The FDP’s use of the program was later called out by the Republican Party, which highlighted a May statement by FDP Chair Terrie Rizzo criticizing President Trump and labeling the PPP a “disaster,” while failing to disclose that her own party had applied for a considerable loan.

“In May, Florida Democrats chastised President Trump’s Paycheck Protection Program. Today, we find out that Terrie Rizzo and her corrupt Florida Democrats gladly accepted money from the program, taking anywhere from $350,000 to $1,000,000 away from deserving Florida small businesses,” read a Republican press release in July.

After the revelations and outrage from politicians, the FDP was pressured to return the loan and stated its intention to “volunteer” to do so.

On August 5, a month after the initial report, the FDP issued a statement acknowledging the “mistake.”

“[L]ike many employers during the shutdown, FDP was concerned about meeting payroll and keeping our staff employed, so we applied,” the statement read. “It now seems they [the bank, loan processor and SBA agents] made a mistake in approving the funding.”

Writing on behalf of the Patricia Sigman Campaign, Tallahassee-based election law attorney Mark Herron stated that the FDP “did erroneously accept CARES Act funding.”

Herron is also listed as the registered agent for the Florida Democratic Party Building Fund and, in the past, has described the opportunities available to dodge consequences for large-scale problematic spending. 

Though originally intended to remain private, under the Freedom of Information Act, the SBA eventually released the names of those who received funds in early July. 

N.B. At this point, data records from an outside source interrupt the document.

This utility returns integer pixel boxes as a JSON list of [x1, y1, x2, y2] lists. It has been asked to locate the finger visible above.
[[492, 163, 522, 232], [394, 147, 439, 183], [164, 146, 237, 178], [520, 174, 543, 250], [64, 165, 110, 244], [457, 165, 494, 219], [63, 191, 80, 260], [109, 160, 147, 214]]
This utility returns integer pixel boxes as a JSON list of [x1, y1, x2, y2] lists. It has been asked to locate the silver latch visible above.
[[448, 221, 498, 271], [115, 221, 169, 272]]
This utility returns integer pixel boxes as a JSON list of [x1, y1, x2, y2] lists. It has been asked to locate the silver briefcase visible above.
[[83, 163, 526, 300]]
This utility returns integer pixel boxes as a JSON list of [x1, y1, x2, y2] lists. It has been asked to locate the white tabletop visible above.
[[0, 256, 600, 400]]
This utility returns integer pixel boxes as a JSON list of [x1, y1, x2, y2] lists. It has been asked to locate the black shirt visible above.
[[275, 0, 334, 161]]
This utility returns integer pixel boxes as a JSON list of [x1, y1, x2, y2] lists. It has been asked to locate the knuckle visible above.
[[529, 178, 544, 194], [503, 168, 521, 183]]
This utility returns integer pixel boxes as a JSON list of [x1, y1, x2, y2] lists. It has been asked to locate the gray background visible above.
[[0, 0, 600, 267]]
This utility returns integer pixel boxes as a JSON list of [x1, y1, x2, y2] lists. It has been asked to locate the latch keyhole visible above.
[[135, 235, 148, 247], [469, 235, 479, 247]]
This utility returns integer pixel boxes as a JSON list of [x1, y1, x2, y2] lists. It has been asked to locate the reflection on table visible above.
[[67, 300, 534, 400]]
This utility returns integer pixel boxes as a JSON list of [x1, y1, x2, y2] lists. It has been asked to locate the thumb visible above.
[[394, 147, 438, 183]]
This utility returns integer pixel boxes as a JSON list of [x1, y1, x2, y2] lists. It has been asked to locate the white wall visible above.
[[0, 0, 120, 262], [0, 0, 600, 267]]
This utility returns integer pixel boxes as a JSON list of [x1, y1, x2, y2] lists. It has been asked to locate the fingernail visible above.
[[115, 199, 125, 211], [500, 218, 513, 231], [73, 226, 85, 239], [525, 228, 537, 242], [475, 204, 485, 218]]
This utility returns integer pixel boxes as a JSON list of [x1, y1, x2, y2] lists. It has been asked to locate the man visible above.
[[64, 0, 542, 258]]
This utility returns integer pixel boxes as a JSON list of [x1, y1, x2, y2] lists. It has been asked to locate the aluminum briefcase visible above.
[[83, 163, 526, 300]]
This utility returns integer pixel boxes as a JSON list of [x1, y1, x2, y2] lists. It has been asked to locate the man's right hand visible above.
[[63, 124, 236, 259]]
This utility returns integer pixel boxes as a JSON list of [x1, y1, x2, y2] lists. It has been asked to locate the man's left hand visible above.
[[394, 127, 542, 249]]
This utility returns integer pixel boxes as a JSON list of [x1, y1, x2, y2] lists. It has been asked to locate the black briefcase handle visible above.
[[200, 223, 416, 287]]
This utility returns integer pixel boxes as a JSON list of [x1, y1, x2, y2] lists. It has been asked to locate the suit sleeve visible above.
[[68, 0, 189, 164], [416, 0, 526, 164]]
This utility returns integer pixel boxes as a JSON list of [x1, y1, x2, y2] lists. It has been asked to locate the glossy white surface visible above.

According to the SBA database, the Florida Democratic Party Building Fund received between $350,000 and $1 million intended to protect 100 jobs.

Republican Party of Florida Executive Director Helen Aguirre Ferré has accused the FDP of intentionally defrauding the PPP while calling for a release of the loan application.

Read the full statement:

“The Florida Democrat Party should absolutely release a copy of their loan application.

“Furthermore, the Republican Party of Florida believes they need to prove to the public that they returned all the funds. It is mind boggling that they thought they were even qualified in the first place – the PPP eligibility language is very clear –political organizations are not eligible for PPP loans. The program was intended to help private sector businesses save and protect jobs, keeping workers paid and employed.

“We don’t believe for one second that this was a mistake. The FDP knew what they were doing from the onset— but the one thing they never contemplated was that the data about who applied and received funds would be made public, shining a light on their actions.  

“Like the rest of the public, we will be waiting for answers.”

Without the release of the original application, it is impossible to know whether there was an unlikely error on the bank’s part or whether there were intentional falsifications intended to exploit undeserved funds.